Loss of sight won’t affect his outlook on life

My roommate sits down at his computer, ranting about the amount of organic chemistry work he has to do. A Facebook status pops up on my new feed about how deeply stressful work is when a customer is mean. Endless posts appear online about a poor guy being friend-zoned.

Meanwhile, Lonnie Bedwell takes joy in skiing down a single slope at Pico.

And he’s completely blind.

Recently, a reporter for the Spartan wrote a story about the United States Association of Blind Athletes’ outing to Pico, and she described the experience as “incredibly humbling” and “amazing.” She had the pleasure of speaking with Bedwell, a Navy veteran, carpenter, skier, and single father of three daughters (his wife left him after he became blind). For someone with the odds stacked that immensely against him, one may expect a slightly gloomy disposition on life.

Well, that assumption would be wrong.

“All I know is I’ve been going to the top of the hill and going down, and I’m as happy as a possum on a slop bucket,” to quote him exactly.

After Bedwell became blind, his wife left him and he took sole care of his three daughters, whom he promised he wouldn’t get too involved in anything until he got them through college. A feat even more incredible, perhaps, is that he took up carpentry after becoming blind. He now builds houses for 40 hours a week, despite having absolutely no vision.

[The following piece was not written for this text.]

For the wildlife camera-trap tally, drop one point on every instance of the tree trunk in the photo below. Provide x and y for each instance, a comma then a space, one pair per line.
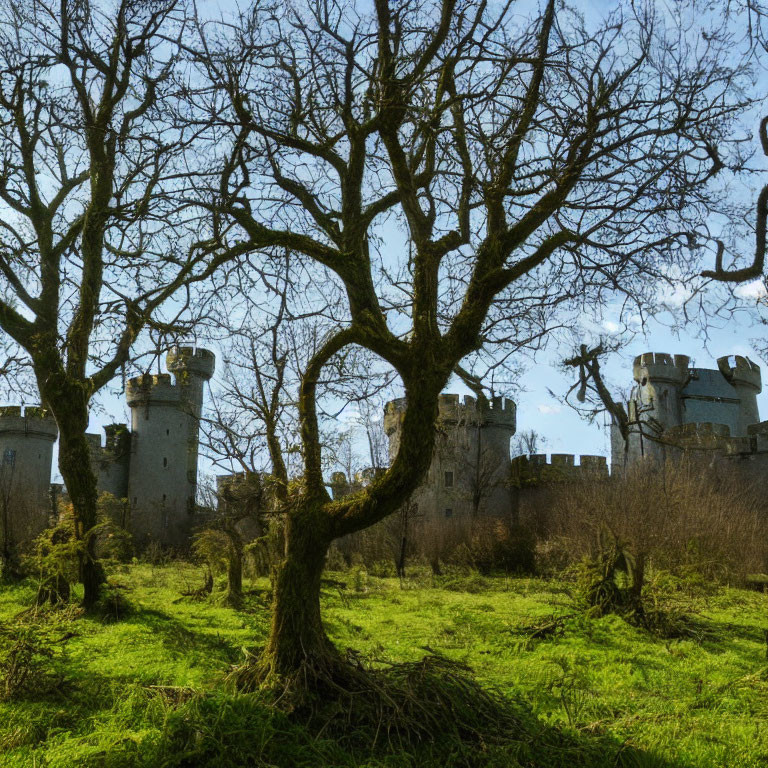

A lot of students have been complaining about lousy ski conditions on the mountain this year, and many of them have access to Killington, which is the better of the two mountains. This man, however, came all the way from Indiana to ski one trail on Pico a few times and had absolutely no complaints. All he could think about is how blessed he was to have people who cared enough to help him.

College can be difficult, this is a fact. However, is it so difficult that you have to stop your day to complain about how terribly difficult it is and how no one else quite understands how hard you have it?

Lonnie Bedwell would clearly answer, “No.”

Amidst this amazing tale of happiness against all odds, lessons can be found for those who are fortunate enough to have all of their senses. You may have a lot of homework now, but you won’t in a year. You probably won’t have the same homework next week, and you certainly won’t be carrying the same burden for 15 years.

Sure, everyone can complain all they want, but what good will it do? If a blind man hasn’t lost sight of that fact, there’s no excuse for anyone else.